El Gobierno limita la instrucción de las causas penales a 6 y 18 meses

El ministro de Justicia, Rafael Catalá.

El ministro de Justicia, Rafael Catalá. / Efe

  • Ley de enjuiciamiento criminal

  • La otra gran novedad afecta a la separación de las piezas en los llamados macroprocesos, que dejarán de estar conectados entre sí por cada delito, de manera que se instruirá una causa por cada uno de esos delitos

El Consejo de Ministros ha aprobado la reforma de la Ley de Enjuiciamiento Criminal, el marco jurídico que regula el proceso penal en España.

Las novedades de esta reforma son las medidas de agilización procesal con las que se quieren reducir los plazos de instrucción de las causas penales, seis meses para los procedimientos comunes y hasta 18 meses prorrogables para los casos complejos, como son grupos criminales y terrorismo.

La norma regula en un capítulo propio la interceptación de las comunicaciones telefónicas y telemáticas, una cuestión que con los avances de las tecnologías ya había quedado obsoleta en la ley y que ha tenido que ir regulando el Tribunal Supremo a golpe de jurisprudencia.

Una de las claves de la reforma, tal y como ha adelantado ABC, es la posibilidad de ir juzgando un procedimiento por piezas sin necesidad de que el principio de conexidad opere de forma tan rígida como ahora y que lleva a situaciones como la de la juez Alaya en Sevilla, cuyo proceso sobre los expedientes de regulación de empleo fraudulentos supera los 200 imputados.

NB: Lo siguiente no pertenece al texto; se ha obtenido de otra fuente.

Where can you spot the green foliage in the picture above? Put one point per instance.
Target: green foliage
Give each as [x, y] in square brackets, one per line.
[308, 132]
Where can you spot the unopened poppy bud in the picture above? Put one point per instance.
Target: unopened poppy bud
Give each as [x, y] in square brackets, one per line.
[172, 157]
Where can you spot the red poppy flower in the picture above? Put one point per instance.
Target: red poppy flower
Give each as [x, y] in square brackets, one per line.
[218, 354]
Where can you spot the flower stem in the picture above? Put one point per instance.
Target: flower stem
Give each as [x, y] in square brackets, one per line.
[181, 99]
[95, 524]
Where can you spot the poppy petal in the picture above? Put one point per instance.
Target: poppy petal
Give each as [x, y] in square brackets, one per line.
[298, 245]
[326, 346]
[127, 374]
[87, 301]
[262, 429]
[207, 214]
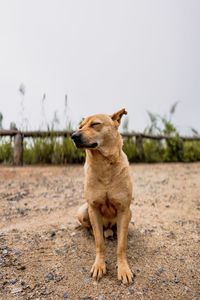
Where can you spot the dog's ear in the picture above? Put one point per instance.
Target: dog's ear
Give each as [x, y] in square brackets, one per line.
[116, 117]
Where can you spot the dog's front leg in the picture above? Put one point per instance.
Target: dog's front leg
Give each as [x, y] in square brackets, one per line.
[124, 272]
[99, 266]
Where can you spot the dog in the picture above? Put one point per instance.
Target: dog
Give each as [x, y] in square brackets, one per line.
[107, 187]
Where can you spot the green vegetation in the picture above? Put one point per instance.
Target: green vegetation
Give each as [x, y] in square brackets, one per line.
[53, 150]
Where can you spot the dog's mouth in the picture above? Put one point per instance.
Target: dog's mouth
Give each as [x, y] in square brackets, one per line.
[86, 146]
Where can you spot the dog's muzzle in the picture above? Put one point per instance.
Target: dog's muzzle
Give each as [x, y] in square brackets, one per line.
[79, 141]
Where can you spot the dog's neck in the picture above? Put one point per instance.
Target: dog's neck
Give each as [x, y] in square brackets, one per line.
[110, 154]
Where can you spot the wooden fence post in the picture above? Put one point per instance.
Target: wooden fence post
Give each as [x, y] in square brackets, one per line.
[18, 150]
[139, 147]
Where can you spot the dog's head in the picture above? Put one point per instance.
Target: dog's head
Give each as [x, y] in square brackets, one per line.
[97, 131]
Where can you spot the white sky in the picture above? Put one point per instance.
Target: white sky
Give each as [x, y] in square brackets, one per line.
[105, 55]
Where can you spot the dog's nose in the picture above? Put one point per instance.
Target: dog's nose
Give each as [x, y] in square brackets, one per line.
[76, 137]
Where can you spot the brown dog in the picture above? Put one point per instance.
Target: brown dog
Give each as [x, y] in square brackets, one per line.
[107, 189]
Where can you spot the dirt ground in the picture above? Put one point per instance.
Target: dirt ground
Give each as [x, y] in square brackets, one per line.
[45, 255]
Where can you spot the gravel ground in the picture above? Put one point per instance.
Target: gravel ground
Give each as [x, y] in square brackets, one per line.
[45, 255]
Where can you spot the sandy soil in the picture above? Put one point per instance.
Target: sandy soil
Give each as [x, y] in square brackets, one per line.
[45, 255]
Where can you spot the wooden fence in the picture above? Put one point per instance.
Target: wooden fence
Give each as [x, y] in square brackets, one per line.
[20, 135]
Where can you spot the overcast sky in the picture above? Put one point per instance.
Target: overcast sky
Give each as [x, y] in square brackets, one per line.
[105, 55]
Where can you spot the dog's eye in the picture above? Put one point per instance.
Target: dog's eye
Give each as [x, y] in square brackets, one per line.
[95, 124]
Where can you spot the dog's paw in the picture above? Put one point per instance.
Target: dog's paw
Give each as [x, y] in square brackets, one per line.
[98, 269]
[124, 273]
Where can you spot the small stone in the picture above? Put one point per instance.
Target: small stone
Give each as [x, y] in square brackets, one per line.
[16, 290]
[21, 267]
[73, 234]
[5, 252]
[50, 276]
[131, 290]
[13, 281]
[66, 295]
[160, 271]
[176, 279]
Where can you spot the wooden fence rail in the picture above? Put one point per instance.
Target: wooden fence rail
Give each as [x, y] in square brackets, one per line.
[20, 135]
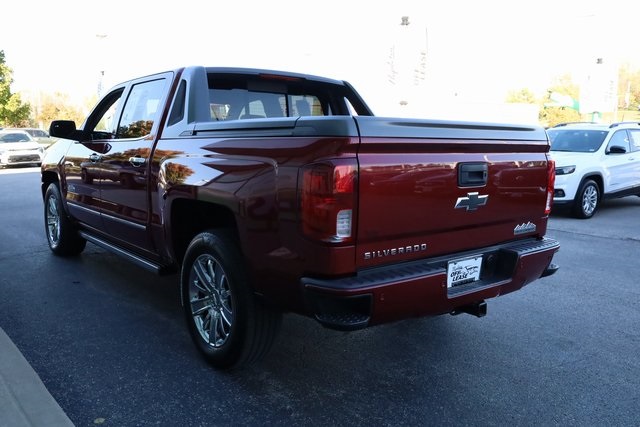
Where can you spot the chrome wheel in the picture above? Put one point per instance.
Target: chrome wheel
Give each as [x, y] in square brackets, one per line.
[53, 221]
[210, 300]
[62, 234]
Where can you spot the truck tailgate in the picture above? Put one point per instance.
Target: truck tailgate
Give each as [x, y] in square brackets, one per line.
[430, 188]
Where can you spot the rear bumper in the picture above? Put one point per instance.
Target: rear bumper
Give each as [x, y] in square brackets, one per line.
[419, 288]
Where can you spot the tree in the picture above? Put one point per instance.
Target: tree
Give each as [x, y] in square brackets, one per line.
[13, 112]
[628, 87]
[550, 114]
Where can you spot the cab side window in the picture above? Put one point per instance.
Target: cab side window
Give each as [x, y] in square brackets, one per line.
[635, 139]
[141, 109]
[619, 139]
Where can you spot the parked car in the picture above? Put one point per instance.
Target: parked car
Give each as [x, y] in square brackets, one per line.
[41, 136]
[594, 162]
[17, 147]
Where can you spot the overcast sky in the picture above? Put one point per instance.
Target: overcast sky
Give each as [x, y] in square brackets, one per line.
[476, 50]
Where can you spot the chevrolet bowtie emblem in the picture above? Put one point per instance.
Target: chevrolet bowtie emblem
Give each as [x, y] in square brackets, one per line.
[471, 202]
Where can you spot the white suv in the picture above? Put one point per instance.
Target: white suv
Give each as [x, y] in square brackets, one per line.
[594, 161]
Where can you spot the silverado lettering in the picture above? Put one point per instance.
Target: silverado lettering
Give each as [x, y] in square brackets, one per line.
[270, 192]
[395, 251]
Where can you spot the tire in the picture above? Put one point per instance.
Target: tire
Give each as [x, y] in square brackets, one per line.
[62, 235]
[228, 324]
[587, 200]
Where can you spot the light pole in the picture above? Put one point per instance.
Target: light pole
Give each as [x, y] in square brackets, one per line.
[100, 38]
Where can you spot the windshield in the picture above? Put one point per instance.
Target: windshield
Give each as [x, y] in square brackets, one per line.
[14, 137]
[576, 140]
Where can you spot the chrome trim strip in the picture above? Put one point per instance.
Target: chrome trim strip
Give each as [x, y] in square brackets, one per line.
[125, 222]
[115, 249]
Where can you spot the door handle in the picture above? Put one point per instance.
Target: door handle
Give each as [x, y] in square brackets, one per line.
[137, 161]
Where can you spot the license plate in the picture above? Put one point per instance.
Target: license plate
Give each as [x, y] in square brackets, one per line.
[463, 271]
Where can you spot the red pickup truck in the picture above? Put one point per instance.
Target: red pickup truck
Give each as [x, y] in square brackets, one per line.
[273, 192]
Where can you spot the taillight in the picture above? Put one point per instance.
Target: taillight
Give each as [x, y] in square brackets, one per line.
[551, 182]
[327, 200]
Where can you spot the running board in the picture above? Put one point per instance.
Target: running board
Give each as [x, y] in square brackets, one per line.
[136, 259]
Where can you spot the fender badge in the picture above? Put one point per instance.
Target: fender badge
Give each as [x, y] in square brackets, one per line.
[471, 202]
[524, 228]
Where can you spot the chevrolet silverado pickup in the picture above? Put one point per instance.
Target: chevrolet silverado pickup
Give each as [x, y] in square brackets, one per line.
[269, 192]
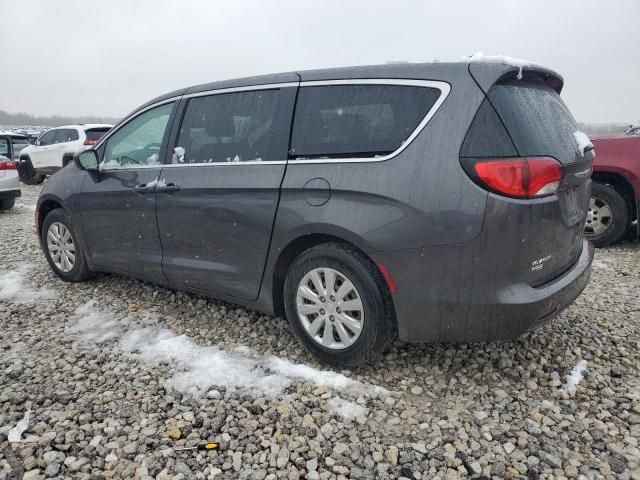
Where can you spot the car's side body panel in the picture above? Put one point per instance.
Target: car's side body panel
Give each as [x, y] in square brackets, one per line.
[452, 248]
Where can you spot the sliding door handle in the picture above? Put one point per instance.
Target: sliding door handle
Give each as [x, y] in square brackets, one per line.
[143, 188]
[168, 188]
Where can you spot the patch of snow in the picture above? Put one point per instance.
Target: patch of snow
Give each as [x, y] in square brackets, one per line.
[583, 142]
[96, 326]
[15, 434]
[322, 378]
[12, 287]
[601, 264]
[503, 59]
[576, 375]
[198, 370]
[346, 408]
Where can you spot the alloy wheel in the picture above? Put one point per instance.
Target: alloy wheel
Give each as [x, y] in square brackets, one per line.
[61, 247]
[330, 308]
[599, 217]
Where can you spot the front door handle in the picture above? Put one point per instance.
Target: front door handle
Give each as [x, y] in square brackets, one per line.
[168, 188]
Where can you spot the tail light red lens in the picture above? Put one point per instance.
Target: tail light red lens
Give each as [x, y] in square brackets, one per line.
[8, 165]
[526, 177]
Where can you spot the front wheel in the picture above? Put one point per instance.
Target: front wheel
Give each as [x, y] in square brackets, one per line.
[338, 305]
[64, 252]
[607, 217]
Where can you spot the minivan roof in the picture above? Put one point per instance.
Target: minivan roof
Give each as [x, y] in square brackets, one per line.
[485, 74]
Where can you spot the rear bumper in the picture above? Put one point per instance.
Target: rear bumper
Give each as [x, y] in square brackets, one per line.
[440, 300]
[8, 194]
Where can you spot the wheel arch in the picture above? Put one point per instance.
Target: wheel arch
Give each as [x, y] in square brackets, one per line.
[44, 207]
[619, 183]
[290, 252]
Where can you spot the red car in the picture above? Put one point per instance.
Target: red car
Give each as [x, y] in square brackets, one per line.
[615, 198]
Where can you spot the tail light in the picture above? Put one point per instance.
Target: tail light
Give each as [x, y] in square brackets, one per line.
[8, 165]
[522, 177]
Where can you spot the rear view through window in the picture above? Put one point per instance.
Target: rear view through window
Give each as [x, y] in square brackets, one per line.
[537, 119]
[357, 120]
[233, 127]
[94, 134]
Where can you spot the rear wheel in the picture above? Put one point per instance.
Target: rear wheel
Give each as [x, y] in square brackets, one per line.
[7, 203]
[64, 252]
[338, 305]
[607, 217]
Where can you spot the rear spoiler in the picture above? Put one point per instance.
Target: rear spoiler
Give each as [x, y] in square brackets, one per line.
[488, 74]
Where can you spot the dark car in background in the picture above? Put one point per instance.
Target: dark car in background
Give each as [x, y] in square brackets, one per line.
[615, 199]
[430, 202]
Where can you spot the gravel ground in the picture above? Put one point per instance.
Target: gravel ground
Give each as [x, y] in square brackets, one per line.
[102, 405]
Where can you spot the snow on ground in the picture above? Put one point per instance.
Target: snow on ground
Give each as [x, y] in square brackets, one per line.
[197, 369]
[13, 287]
[504, 59]
[576, 375]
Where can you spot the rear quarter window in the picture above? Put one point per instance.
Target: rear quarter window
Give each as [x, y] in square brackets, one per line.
[357, 120]
[537, 119]
[96, 134]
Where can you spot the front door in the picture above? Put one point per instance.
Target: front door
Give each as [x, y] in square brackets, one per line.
[216, 212]
[118, 203]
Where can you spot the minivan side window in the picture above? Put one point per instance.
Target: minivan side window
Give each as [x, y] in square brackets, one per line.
[339, 121]
[233, 127]
[47, 138]
[64, 135]
[138, 141]
[4, 147]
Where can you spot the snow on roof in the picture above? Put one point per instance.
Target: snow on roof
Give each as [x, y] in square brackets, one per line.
[12, 134]
[504, 59]
[84, 125]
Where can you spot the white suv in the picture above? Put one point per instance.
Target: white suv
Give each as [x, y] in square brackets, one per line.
[55, 148]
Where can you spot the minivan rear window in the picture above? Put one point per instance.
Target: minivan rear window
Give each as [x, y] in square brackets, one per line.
[537, 119]
[357, 120]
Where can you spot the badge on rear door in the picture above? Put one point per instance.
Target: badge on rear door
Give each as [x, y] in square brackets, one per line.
[538, 264]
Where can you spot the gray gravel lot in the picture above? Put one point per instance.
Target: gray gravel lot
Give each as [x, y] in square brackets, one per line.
[100, 407]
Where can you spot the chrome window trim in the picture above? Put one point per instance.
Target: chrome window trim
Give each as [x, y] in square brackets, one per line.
[444, 88]
[249, 88]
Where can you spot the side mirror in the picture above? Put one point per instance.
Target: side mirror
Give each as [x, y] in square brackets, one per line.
[87, 160]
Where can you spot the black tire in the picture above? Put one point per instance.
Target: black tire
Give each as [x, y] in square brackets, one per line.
[80, 270]
[379, 326]
[7, 203]
[618, 222]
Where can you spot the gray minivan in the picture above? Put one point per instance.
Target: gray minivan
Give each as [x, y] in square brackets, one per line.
[437, 202]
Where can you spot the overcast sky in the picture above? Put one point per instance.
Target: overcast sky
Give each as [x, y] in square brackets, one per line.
[77, 57]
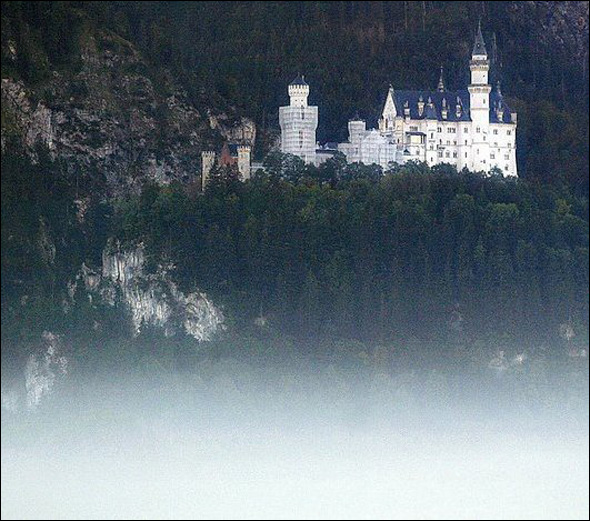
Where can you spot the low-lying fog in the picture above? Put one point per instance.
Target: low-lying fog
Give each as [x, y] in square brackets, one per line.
[301, 450]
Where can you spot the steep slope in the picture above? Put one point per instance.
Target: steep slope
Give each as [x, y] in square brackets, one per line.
[106, 112]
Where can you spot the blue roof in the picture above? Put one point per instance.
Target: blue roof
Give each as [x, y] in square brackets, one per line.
[410, 99]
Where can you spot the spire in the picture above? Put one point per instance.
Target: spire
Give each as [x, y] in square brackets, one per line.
[430, 110]
[389, 109]
[441, 81]
[479, 47]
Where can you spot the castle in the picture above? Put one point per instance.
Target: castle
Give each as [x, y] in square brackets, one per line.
[238, 156]
[472, 128]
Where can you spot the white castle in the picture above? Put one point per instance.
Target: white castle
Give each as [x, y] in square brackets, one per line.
[472, 128]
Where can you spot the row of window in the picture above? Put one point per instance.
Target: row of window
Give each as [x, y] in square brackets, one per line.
[453, 130]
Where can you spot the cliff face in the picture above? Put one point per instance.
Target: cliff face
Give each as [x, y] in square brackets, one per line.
[110, 117]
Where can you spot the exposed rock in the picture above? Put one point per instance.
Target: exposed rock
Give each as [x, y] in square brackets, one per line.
[109, 117]
[152, 299]
[44, 369]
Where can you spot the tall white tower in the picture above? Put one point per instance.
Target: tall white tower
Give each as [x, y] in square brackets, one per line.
[244, 161]
[207, 163]
[479, 95]
[299, 123]
[387, 120]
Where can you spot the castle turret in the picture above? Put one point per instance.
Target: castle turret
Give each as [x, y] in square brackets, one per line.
[479, 95]
[299, 122]
[387, 120]
[244, 161]
[479, 89]
[298, 92]
[207, 162]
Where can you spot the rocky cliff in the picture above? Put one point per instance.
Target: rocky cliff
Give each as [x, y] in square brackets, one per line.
[111, 117]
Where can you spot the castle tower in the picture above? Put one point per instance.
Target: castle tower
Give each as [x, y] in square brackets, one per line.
[387, 120]
[244, 162]
[479, 95]
[479, 88]
[207, 163]
[299, 123]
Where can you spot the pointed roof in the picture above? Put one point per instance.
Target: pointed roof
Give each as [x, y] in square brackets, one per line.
[431, 110]
[299, 80]
[441, 81]
[389, 106]
[479, 47]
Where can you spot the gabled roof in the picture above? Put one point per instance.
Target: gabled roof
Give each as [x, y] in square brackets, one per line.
[409, 99]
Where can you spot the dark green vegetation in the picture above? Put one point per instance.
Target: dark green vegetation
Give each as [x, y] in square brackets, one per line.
[243, 54]
[343, 255]
[344, 252]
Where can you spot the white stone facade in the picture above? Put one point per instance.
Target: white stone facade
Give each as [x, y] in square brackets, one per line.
[299, 123]
[472, 128]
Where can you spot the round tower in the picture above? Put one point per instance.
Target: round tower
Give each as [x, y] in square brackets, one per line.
[298, 92]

En cuanto a la intervención de las comunicaciones, que se aplica para los delitos castigados con más de tres años de cárcel, se añaden tres supuestos más: que se esté en presencia de delitos cometidos en el seno de un grupo u organización criminal; que se esté ante delitos de terrorismo, y que se trate de delitos cometidos por medio de instrumentos informáticos o de cualquier otra tecnología de la información o la telecomunicación.

La reforma establece un plazo de tres meses como duración máxima inicial de la intervención, plazo que es susceptible de ampliación y prórroga hasta un máximo temporal de dos años, siempre que subsistan las causas que motivaron aquélla. "Se busca así un equilibrio entre la necesidad de valerse de estas diligencias para la investigación de los delitos más graves para la sociedad y la importancia de definir unos límites cronológicos que no prolonguen de forma innecesaria la interferencia de los poderes públicos en la privacidad de los ciudadanos".